Sicherheitskräfteübernehmen die Macht

"Im Westjordanland wie im Gazastreifen steuern wir auf ein Regime zu, in dem die Sicherheitskräfte sich in alles einmischen", sagt Shahwan Jabareen von der Menschenrechtsgruppe Al-Hak. Für den 21-jährigen Assad Saftaui bedeutete das vier Festnahmen, weil er in einem Artikel die Hamas wegen der Besteuerung von Zigaretten kritisiert hatte. Den Herzpatienten Mohammad Nahhal, einen Fatah-Funktionär, ließ die Hamas nach seinen Angaben nicht zu einer Untersuchung nach Jordanien fahren, obwohl er schon eine Genehmigung Israels zur Ausreise aus dem Gazastreifen hatte.

Im Westjordanland beschwert sich der Producer des Hamas-freundlichen Senders Al-Quds TV, Nawaf Amr, dass seine Korrespondenten häufig schikaniert würden, Bänder abgenommen bekämen und zur Vernehmung zitiert würden. Der Hamas-Anhänger Munir Morie, ein 25 Jahre alter Zimmermann, berichtet, er sei im Frühjahr einen Monat lang gefoltert worden und leide noch immer an Gelenkschmerzen.

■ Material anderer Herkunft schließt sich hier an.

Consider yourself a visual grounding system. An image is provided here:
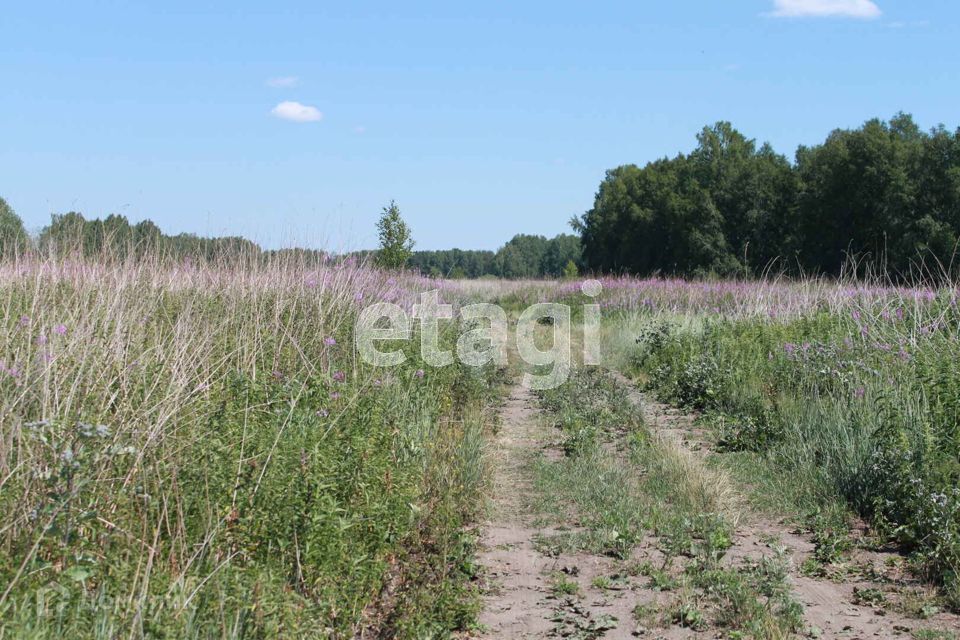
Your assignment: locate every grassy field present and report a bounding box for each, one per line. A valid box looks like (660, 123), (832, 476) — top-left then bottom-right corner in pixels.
(584, 279), (960, 608)
(0, 257), (960, 638)
(0, 252), (506, 638)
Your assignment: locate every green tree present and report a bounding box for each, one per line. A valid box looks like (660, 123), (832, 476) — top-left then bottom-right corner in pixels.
(496, 233), (548, 278)
(540, 233), (582, 277)
(0, 198), (29, 258)
(376, 200), (413, 269)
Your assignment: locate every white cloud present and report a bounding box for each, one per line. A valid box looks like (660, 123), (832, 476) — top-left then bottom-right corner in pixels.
(769, 0), (881, 19)
(267, 76), (300, 89)
(270, 101), (323, 122)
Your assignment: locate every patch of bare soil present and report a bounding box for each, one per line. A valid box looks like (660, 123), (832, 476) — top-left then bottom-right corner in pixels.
(478, 385), (710, 640)
(616, 375), (960, 640)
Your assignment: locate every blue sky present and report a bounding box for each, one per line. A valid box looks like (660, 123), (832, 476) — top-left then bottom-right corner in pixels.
(0, 0), (960, 249)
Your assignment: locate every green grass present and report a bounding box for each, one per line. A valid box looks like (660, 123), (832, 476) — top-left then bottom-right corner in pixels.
(0, 254), (506, 638)
(624, 308), (960, 607)
(531, 370), (803, 637)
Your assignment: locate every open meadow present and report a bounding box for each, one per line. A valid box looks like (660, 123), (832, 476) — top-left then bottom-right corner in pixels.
(0, 255), (960, 638)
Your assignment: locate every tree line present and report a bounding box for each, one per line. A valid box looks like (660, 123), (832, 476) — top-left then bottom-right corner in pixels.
(408, 234), (583, 278)
(571, 113), (960, 277)
(0, 198), (582, 278)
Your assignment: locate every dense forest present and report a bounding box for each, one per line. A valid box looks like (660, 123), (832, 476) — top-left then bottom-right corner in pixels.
(0, 198), (582, 278)
(0, 114), (960, 278)
(573, 114), (960, 277)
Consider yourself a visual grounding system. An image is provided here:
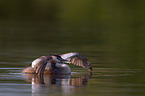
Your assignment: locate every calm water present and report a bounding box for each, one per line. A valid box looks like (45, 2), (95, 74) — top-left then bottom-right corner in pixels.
(0, 0), (145, 96)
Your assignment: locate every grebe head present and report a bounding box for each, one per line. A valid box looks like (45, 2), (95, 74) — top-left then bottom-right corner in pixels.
(50, 55), (66, 63)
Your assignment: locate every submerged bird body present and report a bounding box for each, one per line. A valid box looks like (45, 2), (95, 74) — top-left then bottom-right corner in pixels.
(22, 53), (92, 74)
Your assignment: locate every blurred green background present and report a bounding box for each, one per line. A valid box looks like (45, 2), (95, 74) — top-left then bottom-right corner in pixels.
(0, 0), (145, 68)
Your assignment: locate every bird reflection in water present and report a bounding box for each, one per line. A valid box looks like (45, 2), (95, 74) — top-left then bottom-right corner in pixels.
(24, 72), (92, 96)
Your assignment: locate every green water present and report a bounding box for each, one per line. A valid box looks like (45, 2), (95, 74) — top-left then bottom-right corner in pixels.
(0, 0), (145, 96)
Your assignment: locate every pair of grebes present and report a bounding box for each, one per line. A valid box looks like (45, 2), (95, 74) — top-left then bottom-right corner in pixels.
(22, 52), (92, 75)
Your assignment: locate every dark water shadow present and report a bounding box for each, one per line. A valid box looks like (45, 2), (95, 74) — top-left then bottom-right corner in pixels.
(24, 73), (92, 96)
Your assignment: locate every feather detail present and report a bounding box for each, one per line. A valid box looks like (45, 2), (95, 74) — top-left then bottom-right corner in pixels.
(61, 52), (92, 71)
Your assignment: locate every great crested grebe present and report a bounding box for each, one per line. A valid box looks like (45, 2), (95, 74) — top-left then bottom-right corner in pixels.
(22, 52), (92, 75)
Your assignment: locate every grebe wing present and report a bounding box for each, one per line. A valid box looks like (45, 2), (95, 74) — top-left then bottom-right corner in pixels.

Beide Seiten haben gute Gründe, die andere kleinzuhalten. Abbas befürchtet, dass die Hamas auch das Westjordanland übernehmen könnte, und muss die Radikalen im Zaum halten, wenn er weiter internationale Unterstützung finden will. Die Hamas wiederum scheint zum einen wegen ihrer Isolation und zum anderen wegen ihres Fundamentalismus nach Innen zunehmend unduldsam zu werden.

Jeder Vorfall treibt den Keil tiefer und steigert die Feindseligkeit zwischen den beiden Hälften des erhofften künftigen Palästinas. Selbst wenn bei den Nahostverhandlungen etwas herauskommen sollte, sieht es nicht so aus, als ob das Ziel eines unabhängigen Staates unter diesen Umständen umgesetzt werden könnte.